# Basic Two State System Question

• projektMayhem
In summary, a two state system can be described by linear superpositions of two stationary states, |E1> and |E2>, with corresponding energies E1 and E2. An observable Q has eigenstates |Q1> and |Q2>, with corresponding eigenvalues Q1 and Q2. The system is prepared in the state |E1> at t = 0 and is then measured by Alice and Bob at different times. The probability of measuring Q1 at t1 is (cos x)^2. At t2, the probability of measuring Q1 depends on whether or not Alice reported her result. If she did, the probability is (cos x)^4 + (sin x)^4 + 2(cos x

#### projektMayhem

A two state system is described by linear superpositions of two stationary states: |E1> and |E2>, with corresponding energies E1 and E2. An observable Q has the eigenstates |Q1> and |Q2>, corresponding to eigenvalues Q1 and Q2 (both real).

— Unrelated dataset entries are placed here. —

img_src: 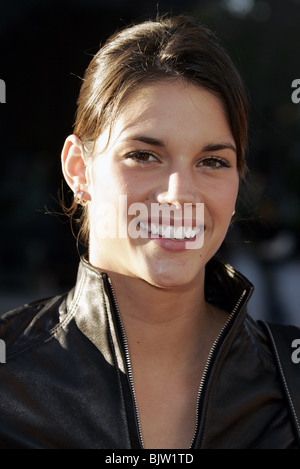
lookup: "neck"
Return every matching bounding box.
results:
[109,272,220,363]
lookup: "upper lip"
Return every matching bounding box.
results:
[138,217,203,228]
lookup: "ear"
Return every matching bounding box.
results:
[61,135,88,192]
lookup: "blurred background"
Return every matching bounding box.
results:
[0,0,300,325]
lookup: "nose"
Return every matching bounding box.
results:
[157,172,201,209]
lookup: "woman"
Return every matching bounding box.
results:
[0,13,297,449]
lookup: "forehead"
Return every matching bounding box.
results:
[97,80,234,151]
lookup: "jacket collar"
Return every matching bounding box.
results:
[68,252,254,330]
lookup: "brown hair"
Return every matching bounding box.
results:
[68,16,248,245]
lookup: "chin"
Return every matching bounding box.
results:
[144,267,199,289]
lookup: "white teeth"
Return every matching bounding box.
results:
[140,222,201,240]
[151,223,159,234]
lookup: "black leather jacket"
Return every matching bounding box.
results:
[0,254,297,449]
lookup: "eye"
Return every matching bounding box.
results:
[197,156,230,169]
[126,150,159,164]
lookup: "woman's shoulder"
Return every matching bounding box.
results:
[0,294,67,356]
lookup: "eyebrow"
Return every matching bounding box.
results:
[202,143,237,153]
[125,135,237,153]
[125,135,166,147]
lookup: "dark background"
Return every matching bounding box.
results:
[0,0,300,325]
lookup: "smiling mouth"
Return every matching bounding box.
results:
[139,222,203,241]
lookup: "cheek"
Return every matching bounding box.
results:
[206,178,239,222]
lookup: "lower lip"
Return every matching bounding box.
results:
[140,227,202,252]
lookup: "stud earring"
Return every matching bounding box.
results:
[74,189,87,206]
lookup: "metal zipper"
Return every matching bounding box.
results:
[106,276,144,449]
[106,270,247,449]
[190,290,247,449]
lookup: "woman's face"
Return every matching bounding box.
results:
[88,81,239,287]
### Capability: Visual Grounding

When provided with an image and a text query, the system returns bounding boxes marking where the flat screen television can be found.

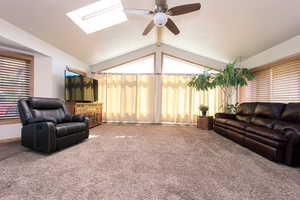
[65,70,98,102]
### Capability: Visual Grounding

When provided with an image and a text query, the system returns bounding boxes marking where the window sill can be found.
[0,118,21,125]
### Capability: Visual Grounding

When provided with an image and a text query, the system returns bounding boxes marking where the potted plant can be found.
[199,105,208,117]
[188,62,254,112]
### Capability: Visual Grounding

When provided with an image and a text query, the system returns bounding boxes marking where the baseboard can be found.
[0,137,21,144]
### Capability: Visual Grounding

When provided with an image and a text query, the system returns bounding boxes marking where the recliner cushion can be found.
[281,103,300,123]
[28,97,64,109]
[56,122,87,137]
[246,125,288,142]
[251,117,275,128]
[32,108,66,123]
[254,103,285,119]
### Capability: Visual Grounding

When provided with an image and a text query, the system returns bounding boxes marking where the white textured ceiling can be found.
[0,0,300,64]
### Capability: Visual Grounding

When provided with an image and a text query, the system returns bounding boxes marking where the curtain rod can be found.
[92,72,214,76]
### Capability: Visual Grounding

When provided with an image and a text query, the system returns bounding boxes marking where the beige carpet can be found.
[0,125,300,200]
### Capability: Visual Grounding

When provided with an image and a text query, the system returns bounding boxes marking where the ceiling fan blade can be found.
[124,8,153,15]
[155,0,167,6]
[168,3,201,16]
[143,20,155,35]
[166,18,180,35]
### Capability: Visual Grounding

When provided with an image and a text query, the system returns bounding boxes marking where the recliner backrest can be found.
[18,97,69,124]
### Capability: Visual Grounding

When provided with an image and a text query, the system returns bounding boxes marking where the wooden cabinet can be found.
[197,116,214,130]
[66,102,102,128]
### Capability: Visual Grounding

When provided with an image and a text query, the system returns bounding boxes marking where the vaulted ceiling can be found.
[0,0,300,64]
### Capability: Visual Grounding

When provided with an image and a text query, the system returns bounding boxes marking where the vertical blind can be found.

All states are normalized.

Given: |Q1> = (cos x)|E1> + (sin x)|E2>

1) Express |Q2> as a superposition of |E1> and |E2> and determine the coefficients:

|Q2> = a|E1> + b|E2>

solution: Since Q is hermitian, the eigenstates are orthogonal ->
<Q1|Q2> = a (cos x) + b (sin x) = 0

=> a = -sin x; b = cos x (up to an overall phase factor - the minus sign could be switched)

2) The system is prepared at t = 0 to be in the state |E1>. It is then measured, first by Alice and then by Bob.

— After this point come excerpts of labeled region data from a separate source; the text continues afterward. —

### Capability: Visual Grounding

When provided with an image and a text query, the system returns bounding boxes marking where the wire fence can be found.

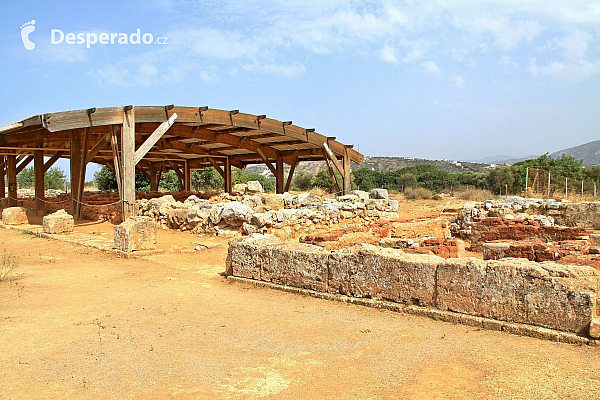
[524,168,600,200]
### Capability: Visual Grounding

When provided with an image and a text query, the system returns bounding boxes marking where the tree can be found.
[44,167,67,189]
[397,172,419,191]
[291,171,314,191]
[192,167,225,191]
[352,168,381,191]
[231,169,275,192]
[17,167,66,189]
[94,165,118,190]
[158,170,181,192]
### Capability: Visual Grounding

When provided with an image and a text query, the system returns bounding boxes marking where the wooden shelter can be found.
[0,105,363,218]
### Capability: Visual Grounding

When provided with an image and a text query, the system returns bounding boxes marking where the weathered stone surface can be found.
[261,242,329,292]
[113,217,156,252]
[589,317,600,339]
[242,194,262,210]
[251,213,273,228]
[225,234,281,280]
[228,235,600,335]
[2,207,29,225]
[221,201,254,226]
[436,259,600,333]
[231,183,247,196]
[246,181,264,194]
[370,189,389,199]
[43,210,75,234]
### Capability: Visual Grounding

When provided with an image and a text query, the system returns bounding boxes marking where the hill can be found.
[550,140,600,167]
[247,156,491,175]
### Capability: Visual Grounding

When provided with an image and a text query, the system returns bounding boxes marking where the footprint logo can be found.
[21,19,35,50]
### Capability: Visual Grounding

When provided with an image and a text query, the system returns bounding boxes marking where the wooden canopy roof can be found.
[0,106,364,168]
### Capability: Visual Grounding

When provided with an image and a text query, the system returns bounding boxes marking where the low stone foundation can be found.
[2,207,29,225]
[227,234,600,338]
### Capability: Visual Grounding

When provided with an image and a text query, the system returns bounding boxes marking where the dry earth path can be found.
[0,229,600,399]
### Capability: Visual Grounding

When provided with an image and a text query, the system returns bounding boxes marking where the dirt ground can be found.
[0,223,600,399]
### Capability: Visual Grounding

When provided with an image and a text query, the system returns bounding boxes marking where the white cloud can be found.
[379,44,398,64]
[498,54,519,73]
[421,61,442,76]
[200,70,219,83]
[548,31,593,60]
[452,75,465,89]
[242,62,306,78]
[528,57,600,81]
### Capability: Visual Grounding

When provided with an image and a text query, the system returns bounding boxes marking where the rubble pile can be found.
[138,182,399,238]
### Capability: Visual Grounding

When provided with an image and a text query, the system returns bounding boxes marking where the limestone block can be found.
[2,207,29,225]
[226,234,281,280]
[437,258,600,333]
[329,244,441,306]
[242,194,262,211]
[261,242,329,292]
[246,181,264,194]
[113,217,156,252]
[43,210,75,234]
[251,213,273,228]
[221,201,254,226]
[231,183,247,196]
[370,189,388,199]
[589,318,600,339]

At t = t1, Alice measures Q. What is the probability that the measurement will yield Q1?
Here I will denote the state of the system as |X>

solution: |X(t)> = |E1> exp(-iE1 t / h)
P(Q1) = <Q1|X(t1)><X(t1)|Q1> = (cos x) exp (iE1 t1 /h) <E1|E1> cos (x) exp(-iE1 t1 / h) = (cos x) ^2

3) At t2 > t1 Bob measures Q. Again, determine the probability a measurement will yield Q1 - but consider the following two cases:

case 1) Alice reported that her result was Q1
case 2) Alice did not report the result of her measurement

Here is where I am confused... any help would be greatly appreciated :)

If my post has not met the guidelines, please notify me and i will modify where appropriate.
Thank you

I smell a cat! Someone call Mr. Schrodinger and ask him to pick it up.

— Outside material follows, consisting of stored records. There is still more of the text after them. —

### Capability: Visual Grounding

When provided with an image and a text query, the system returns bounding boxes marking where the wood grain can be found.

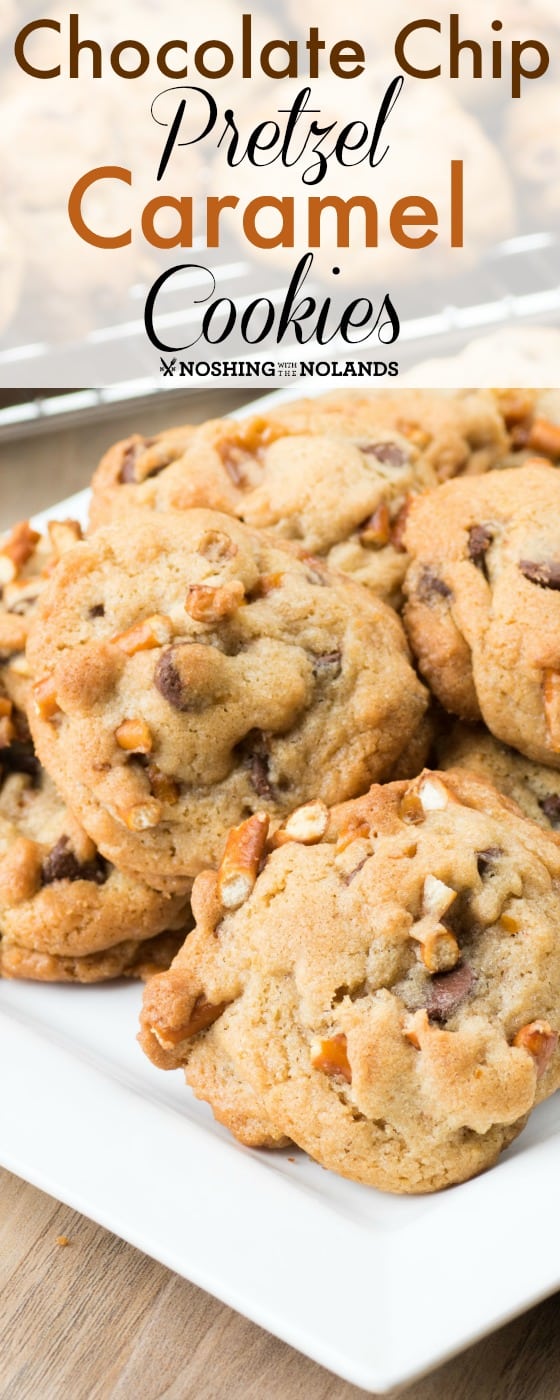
[0,391,560,1400]
[0,1170,560,1400]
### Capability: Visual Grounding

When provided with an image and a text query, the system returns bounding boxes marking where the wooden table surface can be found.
[0,391,560,1400]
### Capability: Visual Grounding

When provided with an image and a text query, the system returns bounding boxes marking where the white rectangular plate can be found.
[0,395,560,1392]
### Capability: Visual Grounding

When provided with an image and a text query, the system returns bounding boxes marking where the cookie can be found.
[90,424,195,529]
[140,770,560,1191]
[0,519,81,711]
[270,389,510,482]
[28,511,427,892]
[405,462,560,767]
[435,721,560,832]
[91,413,437,606]
[0,728,190,981]
[90,392,508,606]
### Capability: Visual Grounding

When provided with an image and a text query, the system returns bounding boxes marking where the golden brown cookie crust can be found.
[0,739,190,980]
[28,511,427,892]
[405,462,560,767]
[435,721,560,832]
[140,770,560,1191]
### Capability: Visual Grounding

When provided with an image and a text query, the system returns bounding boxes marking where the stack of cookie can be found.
[0,391,560,1191]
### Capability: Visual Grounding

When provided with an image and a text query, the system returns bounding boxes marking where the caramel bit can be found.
[391,496,414,554]
[360,503,391,549]
[399,788,424,822]
[217,812,269,909]
[217,417,286,487]
[119,797,162,832]
[185,578,245,623]
[0,521,41,584]
[543,671,560,753]
[146,763,181,806]
[311,1035,351,1084]
[197,529,238,564]
[335,816,370,855]
[410,918,461,974]
[511,419,560,461]
[48,521,83,559]
[0,696,15,749]
[32,676,59,720]
[151,995,228,1050]
[270,799,329,847]
[512,1021,559,1079]
[111,613,174,657]
[115,720,154,753]
[396,419,431,451]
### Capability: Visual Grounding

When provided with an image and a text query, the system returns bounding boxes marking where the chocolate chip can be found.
[519,559,560,588]
[344,855,370,885]
[41,836,109,885]
[539,792,560,830]
[416,568,452,603]
[154,647,187,710]
[469,525,494,578]
[312,651,342,680]
[476,846,504,879]
[426,963,475,1021]
[360,442,409,466]
[237,729,274,799]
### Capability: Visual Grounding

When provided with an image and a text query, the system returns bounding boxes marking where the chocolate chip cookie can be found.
[28,511,427,892]
[0,521,81,711]
[0,714,190,981]
[405,462,560,767]
[91,391,507,606]
[270,389,510,482]
[140,770,560,1191]
[91,414,437,606]
[435,720,560,832]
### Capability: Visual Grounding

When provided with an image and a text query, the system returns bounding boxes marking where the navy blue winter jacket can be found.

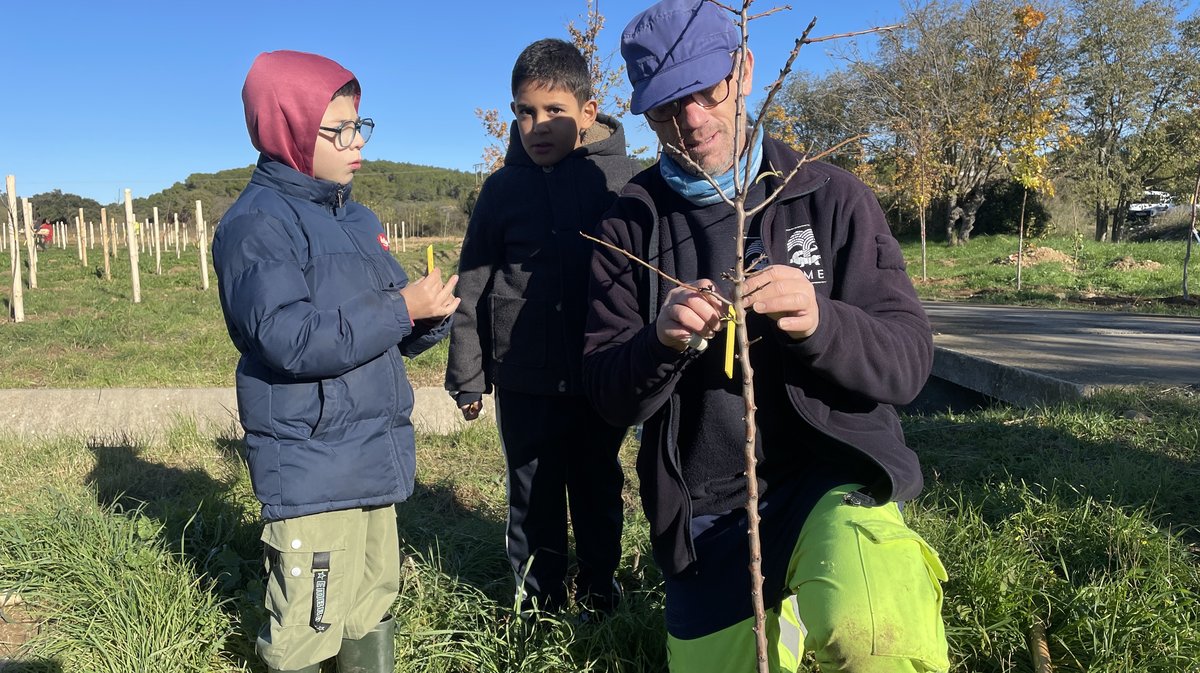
[212,156,449,521]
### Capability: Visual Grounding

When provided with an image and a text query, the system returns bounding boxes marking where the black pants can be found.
[496,390,625,611]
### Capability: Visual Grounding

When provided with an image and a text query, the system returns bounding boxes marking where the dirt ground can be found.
[994,246,1075,269]
[0,596,41,657]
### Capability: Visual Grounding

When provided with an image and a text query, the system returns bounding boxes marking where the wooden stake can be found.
[1030,621,1054,673]
[100,208,113,281]
[125,190,142,304]
[79,208,88,269]
[20,197,37,290]
[154,206,162,276]
[196,199,209,289]
[5,175,25,323]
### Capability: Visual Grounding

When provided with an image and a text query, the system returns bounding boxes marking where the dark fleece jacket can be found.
[584,138,932,573]
[445,115,636,404]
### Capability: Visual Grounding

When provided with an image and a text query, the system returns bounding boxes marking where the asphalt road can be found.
[925,302,1200,390]
[0,302,1200,441]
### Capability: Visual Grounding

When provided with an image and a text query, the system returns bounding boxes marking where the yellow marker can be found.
[725,306,738,379]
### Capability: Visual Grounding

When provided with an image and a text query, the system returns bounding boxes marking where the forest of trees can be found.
[8,160,478,235]
[764,0,1200,245]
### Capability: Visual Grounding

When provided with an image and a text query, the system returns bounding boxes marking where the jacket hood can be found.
[241,50,359,176]
[501,110,625,166]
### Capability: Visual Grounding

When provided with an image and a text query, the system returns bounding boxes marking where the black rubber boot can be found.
[266,663,320,673]
[337,614,396,673]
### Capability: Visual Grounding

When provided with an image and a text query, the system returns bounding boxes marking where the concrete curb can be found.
[0,387,496,441]
[0,347,1099,441]
[930,347,1099,407]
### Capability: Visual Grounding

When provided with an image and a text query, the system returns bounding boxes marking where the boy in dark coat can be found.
[212,52,457,673]
[445,40,634,612]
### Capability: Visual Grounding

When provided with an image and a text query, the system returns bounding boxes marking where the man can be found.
[584,0,948,673]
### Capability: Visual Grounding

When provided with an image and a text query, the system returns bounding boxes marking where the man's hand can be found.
[654,278,725,350]
[743,264,821,341]
[458,399,484,421]
[400,266,458,322]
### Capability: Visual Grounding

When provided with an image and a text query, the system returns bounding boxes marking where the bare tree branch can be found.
[580,232,733,306]
[804,23,904,44]
[746,133,866,217]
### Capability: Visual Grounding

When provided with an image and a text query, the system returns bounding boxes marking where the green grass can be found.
[0,239,457,387]
[901,236,1200,316]
[0,389,1200,673]
[0,236,1200,387]
[7,229,1200,673]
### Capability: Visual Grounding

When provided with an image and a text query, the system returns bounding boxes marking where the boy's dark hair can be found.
[329,79,362,101]
[512,37,592,104]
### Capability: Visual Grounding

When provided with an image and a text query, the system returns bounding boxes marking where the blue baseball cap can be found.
[620,0,742,114]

Seriously, though - I think you need to consider what your initial state should be in each case, 3.1) and 3.2). You clearly have it for case 3.1), but you don't for 3.2), or rather, you don't know the outcome of Alice's observation, so you can't say which eigenstate it was left in; you only know probabilities for each possibility.

belliot, thanks for the response.

for case 1, is the probability unity?

i think the answer to my last question was no.

Keep in mind that the Q states are not the stationary states, so they evolve with time.

so, tell me if this is absurd:
for t1 < t < t2:

|X(t)> = (cos x)|E1>exp(-i E1 (t1 - t) / h) + (sin x)|E2>exp(-i E2 (t1 - t) / h)

then:

<Q1|X(t2)> = exp(-iE1 (t2 - t1)/h) [ (cos x)^2 + (sin x)^2 exp(-i(E2 - E1)(t2 - t1)/h)

so, P(Q1) = (cos x)^4 + (sin x)^4 + 2(cos x)^2 (sin x)^2 cos[(E2 - E1)(t2-t1)/h]

This is strictly positive, and is <= 1 - but I'm not sure it's correct.

Looks good to me ...

I have to admit that I'm pretty rusty at good ol' QM, but FWIW, I don't see any mistakes. I'm sure someone else will point them out if there are any, however.

## 1. What is a basic two state system?

A basic two state system is a physical system that can exist in one of two distinct states at a given time. It is often used in physics and chemistry to model systems such as spin particles or electronic energy levels.

## 2. How does a basic two state system work?

A basic two state system works by transitioning between two distinct states, often referred to as "on" and "off". This transition can be triggered by an external stimulus or occur spontaneously due to the system's internal energy levels.

## 3. What are some examples of basic two state systems?

Some examples of basic two state systems include the spin of an electron, the polarization of light, and the magnetic orientation of a particle.

## 4. How is a basic two state system different from a complex system?

A basic two state system is a simplified model that only has two possible states, while a complex system can have multiple states and interactions between them. Basic two state systems are often used to understand the fundamental principles of more complex systems.

## 5. What is the significance of studying basic two state systems?

Studying basic two state systems allows us to better understand the behavior of more complex systems that can be broken down into simpler components. It also has practical applications in fields such as quantum computing and materials science.